Christie’s MoMA Auctions: What do they mean for Photography?

In August 2017 New York’s Museum of Modern Art announced that it would be auctioning 400 photography prints at Christie’s in a series of sales across autumn and into the new year.

In 1940, MoMA became the first American Museum to dedicate a department to Photography, cementing photography’s already growing presence as an art form. Today the collection holds over 30,000 modern and contemporary photographs and is considered one of the most comprehensive collections, charting photography from its 19th-century roots to today. So what does MoMA’s decision to sell a selection of this collection mean to the wider industry?

The first auction, a sale of thirty-five Henri Cartier-Bresson prints, realised $313,150, with an editioned print of ‘Behind the Gare St.Lazare, Paris’ taking a hammer price of $81,250; $56,000 over its top estimate of $25,000. The print was released from MoMA’s collection just over five decades after it was first exhibited by them in The Photographer’s Eye exhibition in 1964.

Henri Cartier-Bresson was one of the most influential photographers in the industry, best known for co-founding one of the most successful photography agencies in the world: Magnum, as well as the standout initiator of ‘the decisive moment’ – an instinctual choice to release the shutter at the most significant moment, resulting in one image that encapsulates the photograph’s story. Because of this, and his stellar body of work, Cartier-Bresson continues to act as the perennial practitioner for photography students all over the world. With this in mind, why is Cartier-Bresson’s print worth only 2% of the most expensive photograph ever sold at auction?

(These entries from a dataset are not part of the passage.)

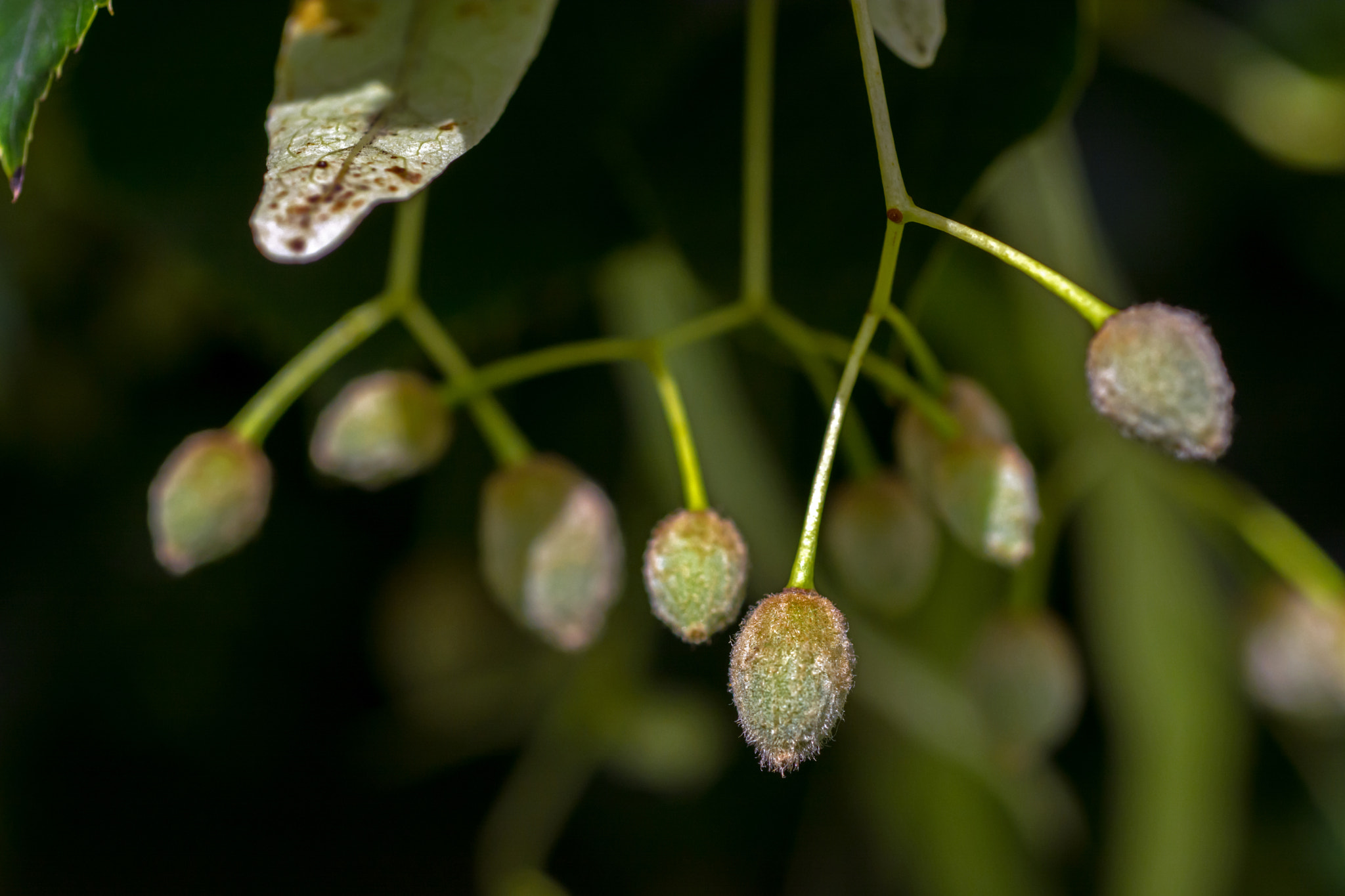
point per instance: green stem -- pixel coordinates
(891, 378)
(893, 186)
(920, 354)
(1088, 305)
(693, 486)
(757, 152)
(858, 449)
(801, 576)
(1266, 530)
(508, 444)
(260, 414)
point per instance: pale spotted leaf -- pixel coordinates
(374, 98)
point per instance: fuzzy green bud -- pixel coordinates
(550, 550)
(208, 500)
(695, 567)
(380, 429)
(1294, 657)
(986, 492)
(791, 668)
(883, 542)
(1156, 371)
(975, 412)
(1026, 676)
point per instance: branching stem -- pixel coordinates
(801, 576)
(1088, 305)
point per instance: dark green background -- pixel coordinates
(225, 733)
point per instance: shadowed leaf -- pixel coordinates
(374, 100)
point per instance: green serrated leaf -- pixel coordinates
(911, 28)
(374, 100)
(35, 35)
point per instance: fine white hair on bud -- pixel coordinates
(695, 567)
(791, 670)
(550, 550)
(1156, 371)
(883, 542)
(380, 429)
(208, 500)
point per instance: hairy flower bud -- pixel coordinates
(381, 429)
(1294, 657)
(1026, 676)
(1157, 373)
(550, 550)
(986, 492)
(208, 500)
(883, 542)
(977, 413)
(694, 570)
(791, 668)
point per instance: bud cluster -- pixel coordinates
(979, 482)
(550, 550)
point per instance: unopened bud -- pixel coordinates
(208, 500)
(986, 492)
(550, 550)
(1026, 676)
(1294, 657)
(380, 429)
(791, 670)
(977, 413)
(695, 567)
(1157, 373)
(883, 542)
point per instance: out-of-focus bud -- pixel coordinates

Looking at the results from MoMA’s other auctions brings up further questions. The second of their sales was the ‘Photographs including Property from the Museum of Modern Art’ auction, which saw the sales of three of the most expensive photographs to be sold this year – none of which were from MoMA’s collection. It was Ansel Adams’ ‘Clearing Winter Storm, Yosemite National Park, California,1938’ print that was MoMA’s most expensive lot to sell, which sold for $100,000; $20,000 above the top estimate of $80,000.

In America, Ansel Adams is largely a household name, and internationally is considered one of the most famous photographers, and certainly the most famous Landscape photographer. So why did work by Peter Beard, Irving Penn, Robbert Mapplethorpe, Hiroshi Sugimoto and Man Ray, all sell for tens of thousands of dollars more?

It could be that MoMA’s photographs were later editions by the artists, making the work less valuable than a first edition print. It could also be that buyers consider MoMA’s prints as cast-offs. Why should collectors buy a print that even MoMA don’t want?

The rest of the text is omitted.